After more than a decade of benefiting from historically aggressive easing measures, the economy is "close" to the Fed's objectives, though policy removal is expected to be slow, Yellen said in San Francisco. The speech, to the Commonwealth Club, essentially served as a monetary policy primer, though she did drop some hints about the road ahead.
"As the economy approaches our objectives, it makes sense to gradually reduce the level of monetary policy support," Yellen said, according to prepared remarks.
She said the long-run unemployment rate is probably 4.75 percent, just above the current 4.7 percent. Inflation is "inching back" toward the Fed's 2 percent goal, which has remained elusive even as the economy has stayed out of recession for nearly eight years and unemployment is at its lowest level since late 2007.

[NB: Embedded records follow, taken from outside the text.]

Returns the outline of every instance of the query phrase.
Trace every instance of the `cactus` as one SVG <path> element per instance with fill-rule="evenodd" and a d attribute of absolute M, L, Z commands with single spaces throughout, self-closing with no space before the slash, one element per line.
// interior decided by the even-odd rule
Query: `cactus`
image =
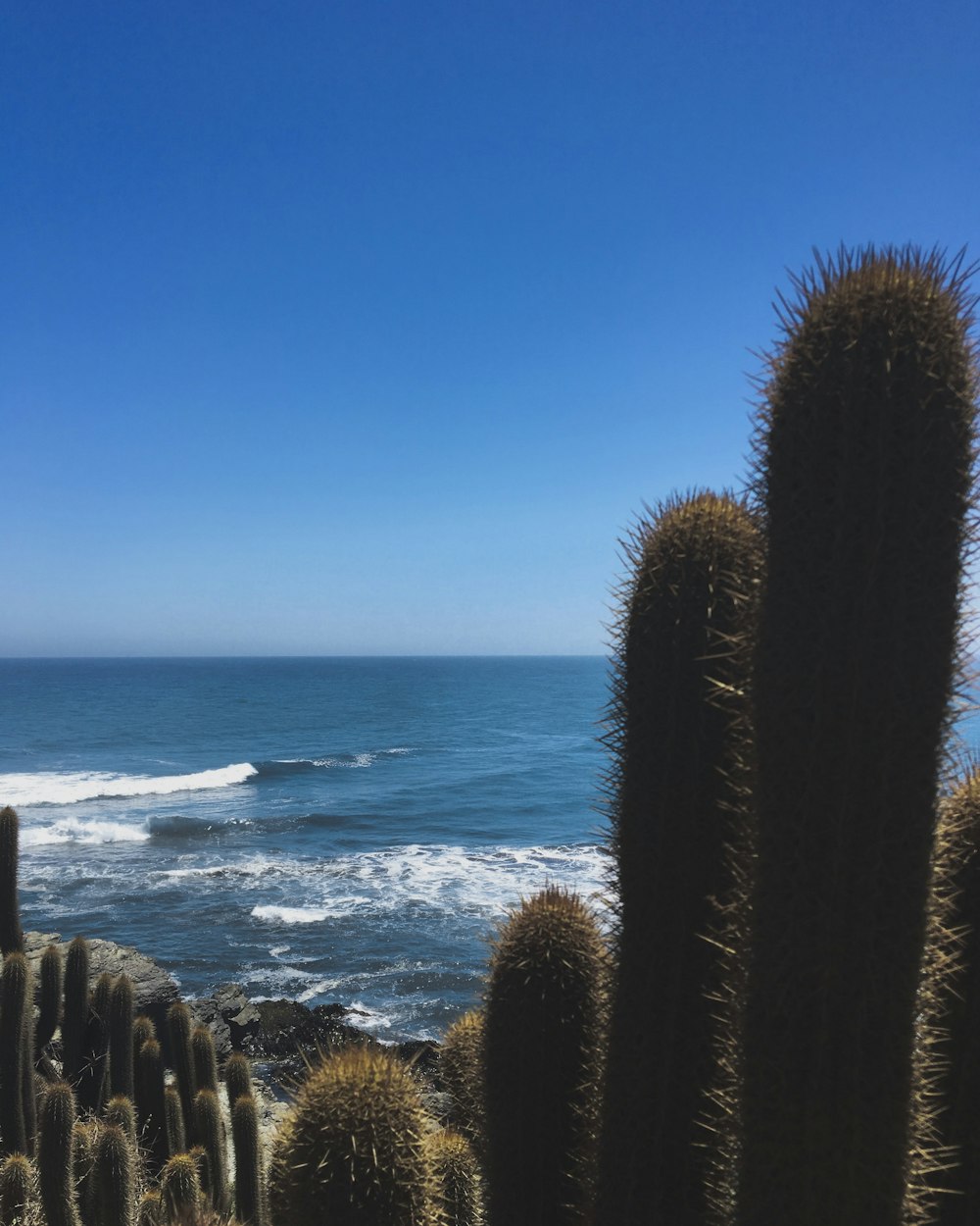
<path fill-rule="evenodd" d="M 211 1036 L 208 1035 L 208 1037 Z M 205 1190 L 212 1206 L 219 1213 L 225 1213 L 230 1201 L 228 1159 L 222 1111 L 218 1095 L 213 1090 L 198 1090 L 195 1096 L 194 1132 L 207 1154 L 208 1176 Z"/>
<path fill-rule="evenodd" d="M 201 1181 L 190 1154 L 175 1154 L 160 1171 L 160 1203 L 168 1226 L 192 1222 L 201 1211 Z"/>
<path fill-rule="evenodd" d="M 103 1119 L 107 1124 L 121 1128 L 126 1137 L 129 1137 L 130 1144 L 136 1145 L 136 1110 L 134 1108 L 132 1098 L 126 1098 L 121 1094 L 110 1098 L 105 1103 Z"/>
<path fill-rule="evenodd" d="M 17 814 L 0 809 L 0 953 L 23 951 L 21 910 L 17 902 Z"/>
<path fill-rule="evenodd" d="M 762 565 L 746 508 L 709 492 L 642 522 L 617 626 L 608 744 L 617 897 L 599 1220 L 701 1224 L 714 1165 L 719 907 L 746 837 L 748 631 Z M 737 818 L 741 821 L 736 820 Z M 741 848 L 747 859 L 747 848 Z"/>
<path fill-rule="evenodd" d="M 180 1091 L 180 1107 L 184 1113 L 184 1127 L 187 1140 L 194 1143 L 194 1096 L 197 1094 L 197 1080 L 194 1073 L 191 1054 L 191 1014 L 183 1000 L 174 1000 L 167 1010 L 167 1029 L 170 1035 L 170 1058 L 176 1074 L 176 1087 Z"/>
<path fill-rule="evenodd" d="M 132 1063 L 132 981 L 120 975 L 109 998 L 109 1094 L 135 1097 Z"/>
<path fill-rule="evenodd" d="M 65 1080 L 77 1085 L 82 1073 L 88 1027 L 88 942 L 76 937 L 65 960 L 65 1007 L 61 1013 L 61 1049 Z"/>
<path fill-rule="evenodd" d="M 27 1219 L 32 1171 L 23 1154 L 11 1154 L 0 1165 L 0 1226 L 21 1226 Z"/>
<path fill-rule="evenodd" d="M 588 1217 L 606 976 L 592 911 L 559 889 L 524 902 L 495 940 L 484 1024 L 495 1224 L 565 1226 Z"/>
<path fill-rule="evenodd" d="M 24 955 L 7 954 L 2 970 L 4 1007 L 0 1010 L 0 1143 L 4 1155 L 28 1151 L 23 1069 L 24 1064 L 31 1068 L 32 1063 L 24 1051 L 29 984 L 31 969 Z"/>
<path fill-rule="evenodd" d="M 439 1070 L 456 1108 L 456 1127 L 473 1143 L 477 1152 L 484 1148 L 483 1084 L 484 1016 L 478 1009 L 463 1014 L 450 1026 L 439 1053 Z"/>
<path fill-rule="evenodd" d="M 228 1106 L 234 1107 L 243 1094 L 252 1092 L 252 1072 L 247 1057 L 233 1052 L 224 1065 L 224 1087 L 228 1092 Z"/>
<path fill-rule="evenodd" d="M 75 1203 L 75 1095 L 66 1081 L 49 1086 L 42 1100 L 38 1176 L 47 1226 L 81 1226 Z"/>
<path fill-rule="evenodd" d="M 143 1041 L 136 1060 L 136 1111 L 142 1140 L 148 1150 L 147 1165 L 151 1171 L 159 1171 L 170 1156 L 170 1149 L 167 1140 L 163 1057 L 156 1038 Z"/>
<path fill-rule="evenodd" d="M 82 1047 L 82 1069 L 75 1092 L 82 1111 L 98 1114 L 105 1098 L 105 1067 L 109 1063 L 109 1005 L 113 994 L 110 975 L 99 975 L 92 989 L 88 1022 Z"/>
<path fill-rule="evenodd" d="M 938 1226 L 980 1221 L 980 764 L 940 805 L 920 989 L 913 1152 L 938 1150 Z M 941 1108 L 944 1107 L 944 1113 Z"/>
<path fill-rule="evenodd" d="M 434 1193 L 426 1117 L 408 1070 L 350 1047 L 312 1069 L 270 1170 L 276 1226 L 424 1226 Z"/>
<path fill-rule="evenodd" d="M 892 1226 L 922 1219 L 907 1139 L 957 682 L 969 313 L 959 266 L 914 250 L 842 253 L 797 288 L 761 421 L 737 1220 Z"/>
<path fill-rule="evenodd" d="M 218 1056 L 214 1038 L 207 1026 L 195 1026 L 191 1034 L 194 1076 L 198 1090 L 218 1092 Z"/>
<path fill-rule="evenodd" d="M 159 1188 L 148 1188 L 136 1206 L 136 1226 L 165 1226 Z"/>
<path fill-rule="evenodd" d="M 235 1150 L 235 1213 L 243 1226 L 265 1226 L 262 1210 L 262 1148 L 255 1098 L 241 1094 L 232 1108 Z"/>
<path fill-rule="evenodd" d="M 115 1124 L 99 1129 L 96 1143 L 96 1214 L 98 1226 L 131 1226 L 136 1194 L 132 1146 Z"/>
<path fill-rule="evenodd" d="M 187 1148 L 187 1125 L 176 1086 L 168 1085 L 163 1091 L 163 1108 L 167 1116 L 167 1149 L 170 1154 L 183 1154 Z"/>
<path fill-rule="evenodd" d="M 425 1141 L 436 1178 L 436 1210 L 446 1226 L 483 1226 L 483 1183 L 469 1141 L 450 1129 Z"/>
<path fill-rule="evenodd" d="M 61 950 L 48 945 L 40 955 L 40 1011 L 34 1030 L 34 1056 L 40 1056 L 61 1021 Z"/>

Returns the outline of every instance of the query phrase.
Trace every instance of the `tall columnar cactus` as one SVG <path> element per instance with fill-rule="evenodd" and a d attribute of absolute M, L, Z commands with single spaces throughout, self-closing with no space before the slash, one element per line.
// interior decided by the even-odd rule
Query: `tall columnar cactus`
<path fill-rule="evenodd" d="M 175 1154 L 160 1172 L 163 1220 L 168 1226 L 195 1221 L 201 1210 L 201 1181 L 190 1154 Z"/>
<path fill-rule="evenodd" d="M 593 1193 L 608 953 L 573 894 L 546 889 L 496 938 L 484 1024 L 492 1226 L 571 1226 Z"/>
<path fill-rule="evenodd" d="M 243 1226 L 266 1226 L 258 1111 L 250 1094 L 239 1095 L 232 1107 L 232 1141 L 235 1149 L 235 1214 Z"/>
<path fill-rule="evenodd" d="M 136 1058 L 136 1110 L 147 1165 L 156 1172 L 170 1156 L 167 1137 L 167 1100 L 164 1096 L 163 1056 L 156 1038 L 146 1038 Z"/>
<path fill-rule="evenodd" d="M 315 1068 L 277 1138 L 276 1226 L 428 1226 L 434 1193 L 426 1117 L 393 1056 L 350 1047 Z"/>
<path fill-rule="evenodd" d="M 195 1096 L 194 1132 L 207 1154 L 208 1177 L 205 1190 L 212 1208 L 218 1213 L 227 1213 L 230 1203 L 227 1141 L 218 1095 L 213 1090 L 198 1090 Z"/>
<path fill-rule="evenodd" d="M 892 1226 L 973 465 L 958 265 L 842 253 L 797 283 L 758 489 L 757 881 L 739 1222 Z M 903 1216 L 903 1214 L 905 1216 Z"/>
<path fill-rule="evenodd" d="M 65 959 L 65 1005 L 61 1011 L 61 1049 L 65 1080 L 77 1085 L 85 1063 L 88 1029 L 88 942 L 76 937 Z"/>
<path fill-rule="evenodd" d="M 439 1053 L 439 1072 L 454 1107 L 456 1127 L 484 1150 L 483 1025 L 479 1009 L 463 1014 L 450 1026 Z"/>
<path fill-rule="evenodd" d="M 214 1038 L 207 1026 L 195 1026 L 191 1032 L 194 1076 L 198 1090 L 218 1092 L 218 1056 Z"/>
<path fill-rule="evenodd" d="M 665 503 L 626 546 L 608 742 L 616 983 L 598 1220 L 701 1224 L 720 1134 L 719 949 L 750 836 L 748 638 L 762 541 L 728 495 Z"/>
<path fill-rule="evenodd" d="M 98 1114 L 105 1101 L 107 1064 L 109 1062 L 109 1004 L 113 977 L 103 973 L 96 980 L 88 1005 L 88 1021 L 82 1045 L 82 1068 L 75 1092 L 83 1111 Z"/>
<path fill-rule="evenodd" d="M 0 1165 L 0 1226 L 24 1226 L 31 1200 L 31 1162 L 10 1154 Z"/>
<path fill-rule="evenodd" d="M 27 1154 L 24 1123 L 24 1014 L 29 1000 L 31 969 L 23 954 L 4 959 L 2 1010 L 0 1010 L 0 1149 L 4 1154 Z"/>
<path fill-rule="evenodd" d="M 940 805 L 920 991 L 914 1152 L 938 1143 L 940 1226 L 980 1222 L 980 764 Z M 944 1110 L 943 1110 L 944 1108 Z M 924 1172 L 929 1178 L 930 1172 Z"/>
<path fill-rule="evenodd" d="M 49 1086 L 42 1100 L 38 1176 L 47 1226 L 80 1226 L 75 1203 L 75 1095 L 66 1081 Z"/>
<path fill-rule="evenodd" d="M 197 1078 L 194 1072 L 191 1052 L 191 1013 L 183 1000 L 174 1000 L 167 1010 L 167 1030 L 170 1036 L 170 1059 L 176 1074 L 176 1087 L 180 1092 L 180 1107 L 184 1113 L 184 1127 L 187 1140 L 194 1144 L 194 1096 L 197 1094 Z"/>
<path fill-rule="evenodd" d="M 40 1056 L 61 1021 L 61 949 L 48 945 L 40 955 L 40 1010 L 34 1030 L 34 1054 Z"/>
<path fill-rule="evenodd" d="M 96 1141 L 96 1208 L 99 1226 L 132 1226 L 136 1170 L 132 1145 L 124 1129 L 107 1124 Z"/>
<path fill-rule="evenodd" d="M 426 1139 L 436 1178 L 436 1206 L 445 1226 L 483 1226 L 483 1181 L 473 1146 L 440 1128 Z"/>
<path fill-rule="evenodd" d="M 228 1107 L 234 1107 L 243 1094 L 252 1092 L 252 1073 L 249 1059 L 241 1052 L 233 1052 L 224 1065 L 224 1087 Z"/>
<path fill-rule="evenodd" d="M 132 980 L 120 975 L 109 997 L 109 1094 L 132 1098 Z"/>
<path fill-rule="evenodd" d="M 0 809 L 0 953 L 23 950 L 21 910 L 17 902 L 17 814 Z"/>

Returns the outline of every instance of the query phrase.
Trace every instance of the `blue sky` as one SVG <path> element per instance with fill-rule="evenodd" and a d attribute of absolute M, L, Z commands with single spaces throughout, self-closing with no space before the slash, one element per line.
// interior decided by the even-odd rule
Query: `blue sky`
<path fill-rule="evenodd" d="M 811 249 L 980 257 L 980 6 L 0 11 L 0 655 L 599 652 Z"/>

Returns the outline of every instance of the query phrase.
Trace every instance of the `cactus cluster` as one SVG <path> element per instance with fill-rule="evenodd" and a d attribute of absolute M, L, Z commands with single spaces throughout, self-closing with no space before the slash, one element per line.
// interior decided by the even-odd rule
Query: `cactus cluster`
<path fill-rule="evenodd" d="M 968 275 L 820 260 L 783 302 L 752 488 L 671 499 L 626 543 L 609 940 L 557 889 L 513 911 L 442 1046 L 448 1127 L 417 1070 L 354 1046 L 310 1070 L 266 1172 L 235 1056 L 232 1179 L 185 1005 L 167 1085 L 130 986 L 92 989 L 77 939 L 64 978 L 42 959 L 34 1025 L 4 809 L 0 1226 L 980 1221 L 980 770 L 943 793 Z"/>

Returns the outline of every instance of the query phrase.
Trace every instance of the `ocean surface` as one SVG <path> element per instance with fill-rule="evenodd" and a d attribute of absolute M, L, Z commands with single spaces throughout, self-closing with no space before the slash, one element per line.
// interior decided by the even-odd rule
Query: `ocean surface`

Despite the economic improvements, the Fed has remained cautious.
"Right now our foot is still pressing on the gas pedal, though, as I noted, we have eased back a bit," Yellen said.
"Our foot remains on the pedal in part because we want to make sure the economic expansion remains strong enough to withstand an unexpected shock, given that we don't have much room to cut interest rates," she added.
Indeed, even with the hikes of the past two Decembers the funds rate remains in a target range of 0.5 to 0.75 percent, with the actual rate most recently at 0.66 percent. While Fed officials have indicated a more aggressive rate-hiking schedule, traders believe there will be at most two moves this year - one in June and another in November or December. Futures contracts imply a funds rate of 1.07 percent by the end of the year.
Meanwhile, Fed's Beige Book, published also on Wednesday, showed a pickup in manufacturing, "widespread" reports of labor shortages and improving business investment set the stage for the Federal Reserve's December rate hike amid signs of steady economic growth across the country, the Fed reported Wednesday in its latest Beige Book compendium of economic conditions.
Critics worry that the FOMC will fall behind the curve should growth accelerate and force interest rate increases at a faster pace than markets anticipate. However, Yellen said low productivity levels likely will keep inflation from getting out of control.
The funds rate, which banks charge to lend to each other overnight, likely will be at 3 percent by the end of 2019, a target that Yellen acknowledged is "a full percentage point lower than our estimate just three years ago."
CNBC Qian Chen, reporting from Singapore.